Tag des Quiltens

Vom Quilten habe ich das erste Mal etwas gehört, als ich Mitte der 1990er Jahre den Film „An American Quilt“ mit der jungen Winona Ryder sah. „Wow“, dachte ich damals, „was für eine Arbeit, ich könnte das nie“. Daher habe ich meinen lieben Mann überredet, einen Quilt für unser Bett zu kaufen, als wir ihn auf einem Markt in Bali sahen (das Bild des heutigen Tages).
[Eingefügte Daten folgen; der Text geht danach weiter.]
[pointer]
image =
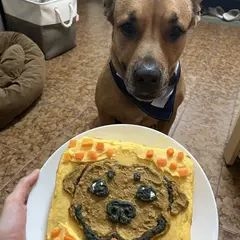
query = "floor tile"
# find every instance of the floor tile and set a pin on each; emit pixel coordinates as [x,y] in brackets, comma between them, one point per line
[225,235]
[229,199]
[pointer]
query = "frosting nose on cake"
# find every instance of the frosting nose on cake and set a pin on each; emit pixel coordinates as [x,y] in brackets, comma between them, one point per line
[120,211]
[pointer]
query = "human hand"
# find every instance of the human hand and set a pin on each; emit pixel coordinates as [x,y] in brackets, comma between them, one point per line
[13,218]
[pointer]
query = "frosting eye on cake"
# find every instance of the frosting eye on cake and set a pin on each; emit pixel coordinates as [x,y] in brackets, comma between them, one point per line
[120,190]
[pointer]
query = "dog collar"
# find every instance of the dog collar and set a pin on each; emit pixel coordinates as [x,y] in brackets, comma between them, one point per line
[160,108]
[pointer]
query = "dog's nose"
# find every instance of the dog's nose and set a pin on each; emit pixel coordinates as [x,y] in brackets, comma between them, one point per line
[120,211]
[147,74]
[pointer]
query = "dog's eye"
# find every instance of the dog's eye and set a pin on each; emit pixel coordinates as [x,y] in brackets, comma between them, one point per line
[129,29]
[146,194]
[99,188]
[175,33]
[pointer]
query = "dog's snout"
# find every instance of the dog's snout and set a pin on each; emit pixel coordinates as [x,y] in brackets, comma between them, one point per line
[120,211]
[147,74]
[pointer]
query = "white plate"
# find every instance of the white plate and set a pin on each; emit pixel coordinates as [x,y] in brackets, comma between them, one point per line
[205,216]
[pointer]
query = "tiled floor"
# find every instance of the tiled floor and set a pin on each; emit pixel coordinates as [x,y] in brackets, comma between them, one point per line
[211,66]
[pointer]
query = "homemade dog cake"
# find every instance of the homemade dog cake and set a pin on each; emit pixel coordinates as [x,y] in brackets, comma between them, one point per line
[111,190]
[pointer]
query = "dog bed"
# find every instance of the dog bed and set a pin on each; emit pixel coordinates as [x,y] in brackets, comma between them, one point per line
[22,73]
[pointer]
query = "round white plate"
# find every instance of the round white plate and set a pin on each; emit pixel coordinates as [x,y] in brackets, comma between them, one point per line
[205,216]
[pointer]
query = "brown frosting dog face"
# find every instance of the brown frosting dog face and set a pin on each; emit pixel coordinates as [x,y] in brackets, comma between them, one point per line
[114,201]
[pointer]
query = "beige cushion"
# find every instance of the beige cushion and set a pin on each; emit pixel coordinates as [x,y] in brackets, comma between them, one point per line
[22,73]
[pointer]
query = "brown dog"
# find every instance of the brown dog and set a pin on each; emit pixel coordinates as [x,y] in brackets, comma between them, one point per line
[142,83]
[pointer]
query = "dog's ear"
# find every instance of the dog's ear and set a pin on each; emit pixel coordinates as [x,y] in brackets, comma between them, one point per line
[196,12]
[109,9]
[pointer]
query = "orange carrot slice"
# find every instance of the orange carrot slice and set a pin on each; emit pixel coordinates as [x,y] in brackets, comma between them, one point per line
[183,172]
[149,153]
[72,143]
[162,162]
[87,143]
[92,155]
[110,152]
[67,156]
[170,152]
[79,155]
[100,146]
[180,156]
[173,166]
[55,232]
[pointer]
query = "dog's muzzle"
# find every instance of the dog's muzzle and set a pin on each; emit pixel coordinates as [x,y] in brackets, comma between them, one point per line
[120,211]
[146,78]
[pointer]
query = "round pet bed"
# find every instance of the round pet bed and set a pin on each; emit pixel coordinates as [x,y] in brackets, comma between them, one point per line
[22,73]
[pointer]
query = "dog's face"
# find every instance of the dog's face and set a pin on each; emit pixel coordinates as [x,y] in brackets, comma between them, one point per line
[148,38]
[113,201]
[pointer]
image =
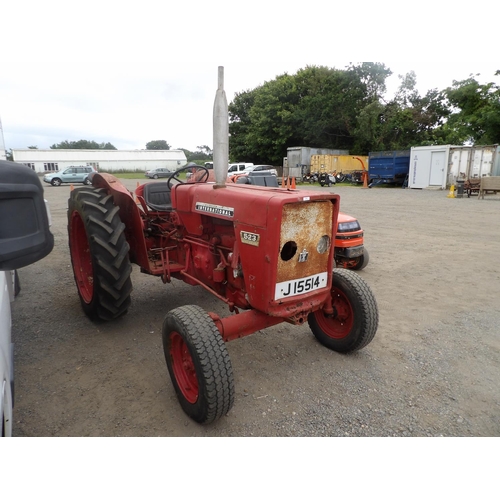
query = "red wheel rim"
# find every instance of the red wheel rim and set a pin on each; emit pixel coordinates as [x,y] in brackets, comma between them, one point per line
[183,368]
[82,260]
[340,324]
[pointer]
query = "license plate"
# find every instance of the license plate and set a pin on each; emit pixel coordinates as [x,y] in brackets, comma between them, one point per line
[303,285]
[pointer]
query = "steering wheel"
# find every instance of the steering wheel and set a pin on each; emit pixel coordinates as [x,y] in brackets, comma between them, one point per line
[175,175]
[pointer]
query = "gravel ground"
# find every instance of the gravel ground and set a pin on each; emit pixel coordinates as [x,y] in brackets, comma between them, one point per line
[431,370]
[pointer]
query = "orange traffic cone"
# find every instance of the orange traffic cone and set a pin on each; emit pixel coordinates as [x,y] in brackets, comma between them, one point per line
[365,179]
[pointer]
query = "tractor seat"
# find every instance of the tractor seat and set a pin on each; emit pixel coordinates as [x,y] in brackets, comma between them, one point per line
[157,196]
[259,179]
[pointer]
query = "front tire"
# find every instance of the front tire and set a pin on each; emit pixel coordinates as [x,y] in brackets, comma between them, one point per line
[354,321]
[198,363]
[99,254]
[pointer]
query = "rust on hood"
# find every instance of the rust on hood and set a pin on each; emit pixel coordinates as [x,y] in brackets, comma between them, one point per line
[302,226]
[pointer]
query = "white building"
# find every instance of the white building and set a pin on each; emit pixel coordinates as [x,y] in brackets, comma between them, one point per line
[104,160]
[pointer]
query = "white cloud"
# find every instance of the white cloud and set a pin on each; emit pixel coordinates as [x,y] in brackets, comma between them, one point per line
[108,72]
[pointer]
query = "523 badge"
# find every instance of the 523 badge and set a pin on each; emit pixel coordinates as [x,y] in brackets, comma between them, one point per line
[250,238]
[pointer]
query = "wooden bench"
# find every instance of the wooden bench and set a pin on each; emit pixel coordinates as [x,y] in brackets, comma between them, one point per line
[489,184]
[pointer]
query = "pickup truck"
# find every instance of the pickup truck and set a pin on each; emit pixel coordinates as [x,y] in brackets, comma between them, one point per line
[25,238]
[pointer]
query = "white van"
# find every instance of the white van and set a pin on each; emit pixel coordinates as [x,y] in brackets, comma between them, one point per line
[24,238]
[237,168]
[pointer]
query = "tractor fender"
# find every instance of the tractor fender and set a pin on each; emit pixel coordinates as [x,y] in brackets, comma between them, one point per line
[129,214]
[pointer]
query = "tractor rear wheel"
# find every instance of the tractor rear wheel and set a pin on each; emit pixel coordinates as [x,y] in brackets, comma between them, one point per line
[99,254]
[198,363]
[354,321]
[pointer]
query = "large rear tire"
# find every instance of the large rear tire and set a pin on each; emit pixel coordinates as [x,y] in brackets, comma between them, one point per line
[99,254]
[354,321]
[198,363]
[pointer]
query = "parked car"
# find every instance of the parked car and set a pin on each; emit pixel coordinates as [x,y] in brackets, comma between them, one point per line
[262,168]
[71,175]
[237,168]
[155,173]
[25,237]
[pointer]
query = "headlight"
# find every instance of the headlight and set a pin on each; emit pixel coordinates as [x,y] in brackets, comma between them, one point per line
[345,227]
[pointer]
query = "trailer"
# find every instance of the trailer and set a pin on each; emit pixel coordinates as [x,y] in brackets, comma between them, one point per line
[298,159]
[338,163]
[388,167]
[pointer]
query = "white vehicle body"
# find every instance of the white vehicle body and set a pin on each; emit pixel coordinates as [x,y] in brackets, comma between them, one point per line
[6,352]
[25,238]
[238,168]
[261,168]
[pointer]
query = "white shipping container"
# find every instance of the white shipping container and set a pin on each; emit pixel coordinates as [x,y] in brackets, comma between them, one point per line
[428,167]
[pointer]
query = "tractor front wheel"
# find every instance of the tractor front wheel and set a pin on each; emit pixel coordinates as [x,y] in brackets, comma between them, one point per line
[99,253]
[198,363]
[354,321]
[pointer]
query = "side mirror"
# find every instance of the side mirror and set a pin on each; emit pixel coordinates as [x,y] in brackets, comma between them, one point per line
[25,236]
Nie hätte ich gedacht, dass ich mal selber anfangen würde zu quilten

Zum Quilten mit der Hand reicht bei mir auch die Zeit noch nicht, aber mit Stick- und Nähmaschine habe ich inzwischen schon einiges geschafft: Wandquilt zur Erinnerungn an unsere Afrika-Reise, Weihnachtsquilt Art-Nouveau und romantisch, Kürbisfeen-Tischdecke, mein Esoterik-Quilt-Projekt und mein begonnener weihnachtlicher Quilt-As-You-Go-Wandteppich.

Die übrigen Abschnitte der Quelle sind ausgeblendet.